C-51 exempts “lawful advocacy, protest, dissent and artistic expression” from being considered as threat to the security of Canada, but as a Globe & Mail editorial (Feb. 1) stated, “…how well do governments define those things in times of ‘great evil’?” 
The bill also lowers the threshold for “preventive arrests;” makes it easier to place people on no-fly lists; gives authorities the power to hold suspected “terrorists” without charge for seven days (instead of three); allows a judge to impose up to a year of house arrest on someone who has not been charged or convicted of any crime; and it allows CSIS agents to “disrupt” threats to Canadian security – a blatant extension of CSIS powers beyond intelligence-gathering and into policing.

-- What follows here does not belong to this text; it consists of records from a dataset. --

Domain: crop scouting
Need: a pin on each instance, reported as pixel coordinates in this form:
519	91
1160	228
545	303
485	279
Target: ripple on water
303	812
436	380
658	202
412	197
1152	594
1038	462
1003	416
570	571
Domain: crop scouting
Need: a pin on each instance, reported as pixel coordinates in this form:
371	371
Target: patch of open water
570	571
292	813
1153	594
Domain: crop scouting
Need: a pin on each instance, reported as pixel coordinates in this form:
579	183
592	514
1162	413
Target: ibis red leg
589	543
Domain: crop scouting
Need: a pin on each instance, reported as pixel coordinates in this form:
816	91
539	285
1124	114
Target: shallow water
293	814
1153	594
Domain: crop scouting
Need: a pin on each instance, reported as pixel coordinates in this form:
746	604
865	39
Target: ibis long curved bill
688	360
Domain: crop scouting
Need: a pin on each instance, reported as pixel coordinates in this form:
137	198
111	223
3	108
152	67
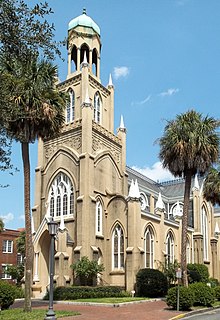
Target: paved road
149	310
210	315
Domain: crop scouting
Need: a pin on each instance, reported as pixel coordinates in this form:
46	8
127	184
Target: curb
194	312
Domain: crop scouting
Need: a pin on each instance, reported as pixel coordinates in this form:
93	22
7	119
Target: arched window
204	230
97	108
170	248
70	107
118	248
61	196
98	218
149	248
188	255
144	201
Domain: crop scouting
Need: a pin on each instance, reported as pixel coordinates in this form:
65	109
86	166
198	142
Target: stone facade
105	210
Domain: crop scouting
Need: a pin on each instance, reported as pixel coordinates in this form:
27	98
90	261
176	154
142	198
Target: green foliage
16	272
86	270
151	283
198	273
211	188
169	270
213	282
36	314
217	292
77	292
190	144
7	294
204	295
30	32
186	298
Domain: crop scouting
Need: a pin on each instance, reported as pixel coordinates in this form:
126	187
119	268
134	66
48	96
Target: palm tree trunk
28	240
188	178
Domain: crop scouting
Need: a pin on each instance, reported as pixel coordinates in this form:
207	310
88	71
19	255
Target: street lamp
52	228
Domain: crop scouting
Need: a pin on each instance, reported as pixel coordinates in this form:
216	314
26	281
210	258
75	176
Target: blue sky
164	59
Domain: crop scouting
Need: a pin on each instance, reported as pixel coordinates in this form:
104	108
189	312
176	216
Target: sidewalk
147	310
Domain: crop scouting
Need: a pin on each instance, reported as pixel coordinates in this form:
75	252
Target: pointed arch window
170	248
149	248
61	196
118	248
70	107
98	218
188	255
97	107
204	230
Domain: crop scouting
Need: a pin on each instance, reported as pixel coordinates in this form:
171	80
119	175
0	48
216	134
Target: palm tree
34	110
189	146
2	225
211	188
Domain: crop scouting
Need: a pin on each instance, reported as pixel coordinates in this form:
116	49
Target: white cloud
143	101
156	172
169	92
120	72
7	218
21	217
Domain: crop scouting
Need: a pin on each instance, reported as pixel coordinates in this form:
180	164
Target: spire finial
110	84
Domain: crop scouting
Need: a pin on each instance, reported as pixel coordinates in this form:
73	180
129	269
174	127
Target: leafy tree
86	270
189	146
169	270
211	189
35	109
24	30
30	105
5	151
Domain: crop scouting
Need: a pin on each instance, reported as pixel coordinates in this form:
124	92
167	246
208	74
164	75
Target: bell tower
81	175
83	43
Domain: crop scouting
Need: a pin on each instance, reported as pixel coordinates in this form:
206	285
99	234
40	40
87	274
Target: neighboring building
9	254
105	210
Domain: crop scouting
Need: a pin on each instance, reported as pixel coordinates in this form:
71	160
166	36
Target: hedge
151	283
186	298
82	292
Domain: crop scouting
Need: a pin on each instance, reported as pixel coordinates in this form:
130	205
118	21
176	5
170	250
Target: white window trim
60	187
149	231
99	213
7	246
170	236
119	267
97	98
7	277
70	106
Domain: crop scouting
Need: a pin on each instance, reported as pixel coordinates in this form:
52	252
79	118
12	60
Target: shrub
77	292
217	292
198	273
213	282
86	270
186	298
7	294
151	283
204	295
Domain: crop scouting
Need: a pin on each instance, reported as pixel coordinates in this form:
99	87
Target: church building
106	210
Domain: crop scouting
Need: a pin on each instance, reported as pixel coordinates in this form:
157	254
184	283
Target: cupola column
90	61
69	62
98	67
78	59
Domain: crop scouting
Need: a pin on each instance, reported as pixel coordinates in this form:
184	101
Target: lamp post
52	228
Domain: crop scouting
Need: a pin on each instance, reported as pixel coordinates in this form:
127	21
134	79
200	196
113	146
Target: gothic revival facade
105	210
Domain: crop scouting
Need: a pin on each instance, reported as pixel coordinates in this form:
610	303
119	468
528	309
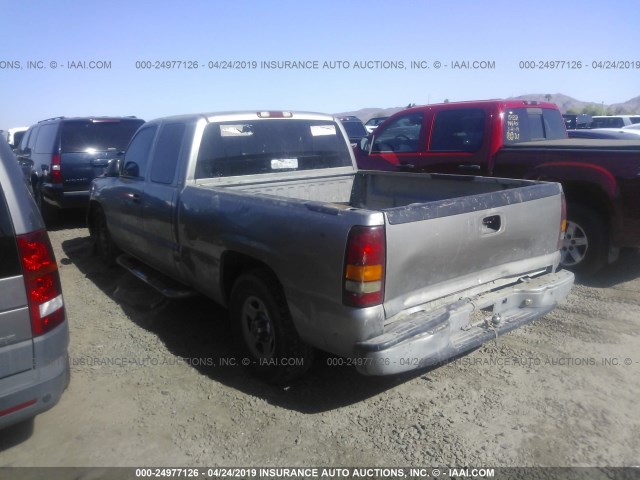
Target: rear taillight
563	221
56	174
364	267
42	281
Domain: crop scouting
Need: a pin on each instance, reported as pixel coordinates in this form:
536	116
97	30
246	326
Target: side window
401	135
25	140
137	155
46	138
29	140
459	130
165	160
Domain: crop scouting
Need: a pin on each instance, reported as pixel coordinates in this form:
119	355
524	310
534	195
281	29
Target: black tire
104	246
264	331
585	247
49	212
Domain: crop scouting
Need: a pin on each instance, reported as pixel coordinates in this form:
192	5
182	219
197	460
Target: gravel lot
148	389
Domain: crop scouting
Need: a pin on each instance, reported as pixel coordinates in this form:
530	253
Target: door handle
469	166
491	224
134	197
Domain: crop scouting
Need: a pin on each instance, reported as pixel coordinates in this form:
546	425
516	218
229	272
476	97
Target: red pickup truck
521	139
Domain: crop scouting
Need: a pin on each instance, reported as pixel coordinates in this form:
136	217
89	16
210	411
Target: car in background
373	123
606	133
63	155
354	128
573	121
613	121
34	336
14	136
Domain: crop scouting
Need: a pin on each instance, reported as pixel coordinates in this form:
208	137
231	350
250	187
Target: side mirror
131	169
113	168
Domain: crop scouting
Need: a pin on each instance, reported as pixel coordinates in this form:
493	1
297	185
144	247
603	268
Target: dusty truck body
267	214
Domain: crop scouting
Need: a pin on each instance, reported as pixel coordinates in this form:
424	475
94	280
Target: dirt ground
148	389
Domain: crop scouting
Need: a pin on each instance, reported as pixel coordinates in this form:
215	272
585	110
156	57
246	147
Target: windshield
530	124
268	146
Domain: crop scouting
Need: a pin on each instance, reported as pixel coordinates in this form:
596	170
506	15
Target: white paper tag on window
319	130
283	163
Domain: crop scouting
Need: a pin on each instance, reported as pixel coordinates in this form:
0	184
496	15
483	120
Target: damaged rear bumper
427	338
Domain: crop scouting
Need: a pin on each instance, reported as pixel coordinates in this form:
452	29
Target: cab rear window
97	135
269	146
530	124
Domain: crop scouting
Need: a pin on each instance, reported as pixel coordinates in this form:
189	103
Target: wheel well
93	207
234	264
589	196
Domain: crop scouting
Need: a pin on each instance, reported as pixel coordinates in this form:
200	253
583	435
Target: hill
564	102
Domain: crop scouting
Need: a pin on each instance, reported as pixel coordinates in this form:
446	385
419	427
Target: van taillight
364	267
56	174
563	221
42	281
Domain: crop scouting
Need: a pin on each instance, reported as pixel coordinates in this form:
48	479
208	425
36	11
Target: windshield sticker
283	163
513	127
236	130
319	130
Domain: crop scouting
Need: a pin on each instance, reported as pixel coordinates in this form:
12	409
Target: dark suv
34	367
63	155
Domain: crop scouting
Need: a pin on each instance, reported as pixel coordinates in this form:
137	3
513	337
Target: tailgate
438	248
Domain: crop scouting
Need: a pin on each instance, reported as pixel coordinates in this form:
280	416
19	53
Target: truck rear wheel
49	212
584	249
104	246
264	330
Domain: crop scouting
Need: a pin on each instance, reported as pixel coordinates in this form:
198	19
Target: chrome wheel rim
574	246
257	328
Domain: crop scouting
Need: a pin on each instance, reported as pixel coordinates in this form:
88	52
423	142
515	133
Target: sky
153	59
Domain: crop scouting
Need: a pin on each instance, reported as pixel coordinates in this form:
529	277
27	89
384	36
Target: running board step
165	285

Bill C-51 also allows people to be detained if they “may” have terrorist plans. As the BCCLA’s policy director Michael Vonn warned in a news release, “Criminalizing people’s words and thoughts is misguided and won’t make Canadians any safer.” Vonn and others have said the bill is likely unconstitutional.
In Parliament on Feb. 2, Green Party leader Elizabeth May asked Public Safety Minister Steven Blaney if the new anti-terrorism Bill C-51 “will apply to nonviolent civil disobedience, such as that against pipelines?” Blaney did not directly answer the question, saying only that terrorism “is a criminal act and those who goes [sic] against the Criminal Code will meet the full force of the law.” May told MPs they “must not allow the Conservatives to turn CSIS into a secret police force.” She has written that Bill C-51 is not about terrorism, it’s “about creating a secret police. It’s the death of freedom.”
Current Hearings
On March 10, the federal Public Safety Committee began hearings on Bill C-51, with dozens of witnesses scheduled to give expert testimony on the bill during nine meetings in March. The Harper government is hoping to pass the legislation before summer.

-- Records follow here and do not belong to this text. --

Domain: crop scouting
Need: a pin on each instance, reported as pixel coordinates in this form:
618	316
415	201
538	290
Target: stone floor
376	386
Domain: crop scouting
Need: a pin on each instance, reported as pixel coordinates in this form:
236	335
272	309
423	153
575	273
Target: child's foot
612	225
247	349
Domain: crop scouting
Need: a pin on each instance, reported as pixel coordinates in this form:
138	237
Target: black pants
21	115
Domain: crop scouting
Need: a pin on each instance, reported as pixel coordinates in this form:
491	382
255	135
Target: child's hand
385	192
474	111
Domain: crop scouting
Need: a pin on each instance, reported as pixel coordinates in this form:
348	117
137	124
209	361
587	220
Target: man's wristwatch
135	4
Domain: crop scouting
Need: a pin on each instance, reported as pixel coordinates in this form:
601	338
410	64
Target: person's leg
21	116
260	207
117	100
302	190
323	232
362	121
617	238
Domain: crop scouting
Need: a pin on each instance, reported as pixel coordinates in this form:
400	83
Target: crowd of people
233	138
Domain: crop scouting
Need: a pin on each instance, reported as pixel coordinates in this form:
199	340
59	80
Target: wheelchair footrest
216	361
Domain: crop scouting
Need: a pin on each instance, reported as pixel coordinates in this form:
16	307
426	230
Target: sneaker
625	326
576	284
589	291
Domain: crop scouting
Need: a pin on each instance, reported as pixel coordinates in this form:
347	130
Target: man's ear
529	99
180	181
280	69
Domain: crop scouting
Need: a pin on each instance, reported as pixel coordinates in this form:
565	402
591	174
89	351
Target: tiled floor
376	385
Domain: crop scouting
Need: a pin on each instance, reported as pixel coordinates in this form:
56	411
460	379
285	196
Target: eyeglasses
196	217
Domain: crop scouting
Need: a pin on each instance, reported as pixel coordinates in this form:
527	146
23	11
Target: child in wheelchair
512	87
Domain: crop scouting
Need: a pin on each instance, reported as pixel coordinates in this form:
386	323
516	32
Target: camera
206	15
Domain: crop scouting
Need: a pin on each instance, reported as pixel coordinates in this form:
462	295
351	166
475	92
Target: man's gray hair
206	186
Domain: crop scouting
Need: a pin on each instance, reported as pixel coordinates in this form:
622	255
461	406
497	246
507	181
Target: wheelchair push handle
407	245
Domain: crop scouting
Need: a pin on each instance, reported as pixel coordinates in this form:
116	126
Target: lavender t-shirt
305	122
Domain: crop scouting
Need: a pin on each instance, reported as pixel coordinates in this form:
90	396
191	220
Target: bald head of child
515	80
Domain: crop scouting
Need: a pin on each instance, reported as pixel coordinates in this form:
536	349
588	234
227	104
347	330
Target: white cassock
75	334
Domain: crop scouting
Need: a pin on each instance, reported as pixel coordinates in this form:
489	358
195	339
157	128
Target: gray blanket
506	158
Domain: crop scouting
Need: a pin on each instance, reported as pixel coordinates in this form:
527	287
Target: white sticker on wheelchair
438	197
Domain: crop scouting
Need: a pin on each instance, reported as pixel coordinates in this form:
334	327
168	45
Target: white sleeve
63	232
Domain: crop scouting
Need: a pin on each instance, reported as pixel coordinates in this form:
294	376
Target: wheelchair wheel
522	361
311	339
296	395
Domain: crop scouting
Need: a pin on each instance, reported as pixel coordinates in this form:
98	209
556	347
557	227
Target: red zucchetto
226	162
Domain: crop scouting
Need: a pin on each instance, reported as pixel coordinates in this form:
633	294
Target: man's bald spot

The B.C. Civil Liberties Association has just released (March 11) its “Six Things Protesters Need to Know about Bill C-51” – a useful warning for people across Canada. Their analysis notes: “When you think of being secure, you likely think of being safe from physical danger. But Bill C-51 defines security as not only safeguarding public safety, but also preventing interference with various aspects of public life or ‘the economic or financial stability of Canada.’ With this definition, a separatist demonstration in Quebec that fails to get a proper permit, a peaceful logging blockade by First Nations, or environmentalists obstructing a pipeline route could all be seen as threats to national security.” Whether or not a group is deemed a national security threat “may hinge on whether their cause is politically popular or in line with the views of the government.”
Regarding freedom of expression, the BCCLA states: “It’s unclear even to experts exactly what kinds of speech and protest activity may be considered threats to national security if the bill passes; the average Canada has little hope of feeling confident that their legitimate political activity hasn’t inadvertently crossed the line. Bill C-51’s expansive language means many Canadians will likely choose not express themselves – even in completely legal ways – rather than risk prosecution. Legitimate speech will be chilled, and our democracy will be worse off for it.”
Regarding “preventative arrests and detention,” the BCCLA notes, “Innocent people could be arrested and detained on mere suspicion of future dangerousness.”
Now we know why the Harper government has been building all those new prisons.